Dr. Tony Robbins recent response to my draft on OSHA at 35 makes the important point that economic developments are often more powerful than public health initiatives as determinants of environmental and occupational illness. I agree with his thought that predictive models of exposure might facilitate anticipatory public health strategies rather than our more typical efforts to catch up after the fact. It is with this in mind that we need to focus on forward looking ideas rather than dwelling on the frustration that comes from a close look at worker protection in the OSHA years. Here are three.
First, old problems with straightforward, feasible solutions such as fatal trench collapses have been remarkably resistant to the current OSHA paradigm – an embarrassingly small group of inspectors visiting a monstrously large group of workplaces with a monstrously large number of chemical and physical hazards one at a time. A different approach is needed, one that leverages greater impact out of scarce public resources. One such model would simply require that every worksite be periodically inspected and certified to be in compliance with OSHA requirements, with a final personal signoff by the CEO. OSHA would license and monitor the inspectors and would continue to do a limited number of workplace inspections in response to complaints or for audit purposes. Similar models of audited third party accreditation have been used for years to ensure compliance with a wide variety of laws and rules ranging from hospital licensing to pressure vessel inspections to animal inspections by accredited veterinarians. To be sure, there are lots of potential problems with such third party systems, some of which have been pointed out in previous posts to this site (see Jordan Barab comments)But these pitfalls, such as third party bias, can be addressed and overcome if interested parties are willing to sit down together to wrestle through them.

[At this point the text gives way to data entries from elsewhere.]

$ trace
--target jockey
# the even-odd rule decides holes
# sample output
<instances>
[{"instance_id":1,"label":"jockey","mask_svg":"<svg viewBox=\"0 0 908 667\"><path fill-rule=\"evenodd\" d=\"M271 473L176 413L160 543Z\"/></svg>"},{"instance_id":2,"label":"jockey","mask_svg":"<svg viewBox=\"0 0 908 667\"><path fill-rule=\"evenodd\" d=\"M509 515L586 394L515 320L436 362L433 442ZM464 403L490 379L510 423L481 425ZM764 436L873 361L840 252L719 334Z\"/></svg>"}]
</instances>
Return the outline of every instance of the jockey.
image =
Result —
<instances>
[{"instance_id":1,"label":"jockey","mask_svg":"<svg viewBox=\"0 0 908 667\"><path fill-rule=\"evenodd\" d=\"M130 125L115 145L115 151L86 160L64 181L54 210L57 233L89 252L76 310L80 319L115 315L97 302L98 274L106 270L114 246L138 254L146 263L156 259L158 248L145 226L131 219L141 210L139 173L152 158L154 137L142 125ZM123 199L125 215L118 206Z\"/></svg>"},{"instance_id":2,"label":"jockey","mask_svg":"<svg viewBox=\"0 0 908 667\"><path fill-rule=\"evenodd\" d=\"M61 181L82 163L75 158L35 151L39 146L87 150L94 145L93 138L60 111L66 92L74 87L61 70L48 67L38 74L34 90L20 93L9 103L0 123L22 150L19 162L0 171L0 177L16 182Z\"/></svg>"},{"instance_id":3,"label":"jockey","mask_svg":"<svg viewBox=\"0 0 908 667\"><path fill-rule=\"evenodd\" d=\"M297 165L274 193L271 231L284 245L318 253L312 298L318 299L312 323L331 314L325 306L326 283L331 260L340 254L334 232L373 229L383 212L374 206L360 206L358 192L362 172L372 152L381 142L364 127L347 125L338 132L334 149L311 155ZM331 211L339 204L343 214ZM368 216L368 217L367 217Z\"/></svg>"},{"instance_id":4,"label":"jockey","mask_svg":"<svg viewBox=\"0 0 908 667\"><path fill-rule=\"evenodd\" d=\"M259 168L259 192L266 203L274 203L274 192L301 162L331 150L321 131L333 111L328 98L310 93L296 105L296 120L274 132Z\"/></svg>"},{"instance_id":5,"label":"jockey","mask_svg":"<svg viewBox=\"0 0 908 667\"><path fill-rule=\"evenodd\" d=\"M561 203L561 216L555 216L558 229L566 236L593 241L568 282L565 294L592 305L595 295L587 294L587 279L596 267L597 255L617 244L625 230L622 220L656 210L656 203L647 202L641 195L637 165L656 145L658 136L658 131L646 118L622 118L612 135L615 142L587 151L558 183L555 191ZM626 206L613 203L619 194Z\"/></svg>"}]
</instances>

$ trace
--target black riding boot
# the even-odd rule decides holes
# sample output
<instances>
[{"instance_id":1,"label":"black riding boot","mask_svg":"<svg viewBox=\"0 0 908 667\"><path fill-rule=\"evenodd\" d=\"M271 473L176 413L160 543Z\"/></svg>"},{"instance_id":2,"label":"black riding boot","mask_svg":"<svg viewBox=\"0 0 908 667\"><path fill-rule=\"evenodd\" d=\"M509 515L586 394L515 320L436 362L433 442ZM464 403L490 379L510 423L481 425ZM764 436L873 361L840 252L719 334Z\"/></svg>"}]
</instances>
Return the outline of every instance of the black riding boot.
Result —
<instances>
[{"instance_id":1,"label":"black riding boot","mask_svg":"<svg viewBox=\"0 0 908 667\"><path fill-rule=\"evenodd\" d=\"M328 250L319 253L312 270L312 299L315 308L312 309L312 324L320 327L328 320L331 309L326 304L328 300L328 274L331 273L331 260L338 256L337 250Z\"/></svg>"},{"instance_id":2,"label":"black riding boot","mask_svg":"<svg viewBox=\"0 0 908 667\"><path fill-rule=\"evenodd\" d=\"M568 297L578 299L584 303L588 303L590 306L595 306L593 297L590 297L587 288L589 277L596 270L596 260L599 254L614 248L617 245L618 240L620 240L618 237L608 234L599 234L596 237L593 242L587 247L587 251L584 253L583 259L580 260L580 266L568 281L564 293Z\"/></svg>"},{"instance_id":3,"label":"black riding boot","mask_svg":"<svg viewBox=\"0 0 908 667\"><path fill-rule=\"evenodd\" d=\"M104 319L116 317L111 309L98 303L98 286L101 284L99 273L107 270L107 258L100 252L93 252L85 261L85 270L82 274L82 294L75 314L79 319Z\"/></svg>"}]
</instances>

Second, while a deep understanding of hazards in the workplace of the future might require the type of complex input-output model suggested by Dr. Robbins, there is much about the next 20 years that is readily visible right now and can guide today’s decisions about resources, legislation, training and community action. Examples include genotoxins, nanoparticles, psychosocial stress and exceptional risks in growing sectors like health care and biotechnology.
Third, collaborative work among people and organizations with different skills, experience and perspective can often illuminate future needs more effectively than work done in isolation. A terrific example is the work being done by the New Jersey Work Environment Council, “a coalition of 70 labor, community and environmental organizations working together for safe, secure jobs, and a healthy, sustainable environment.”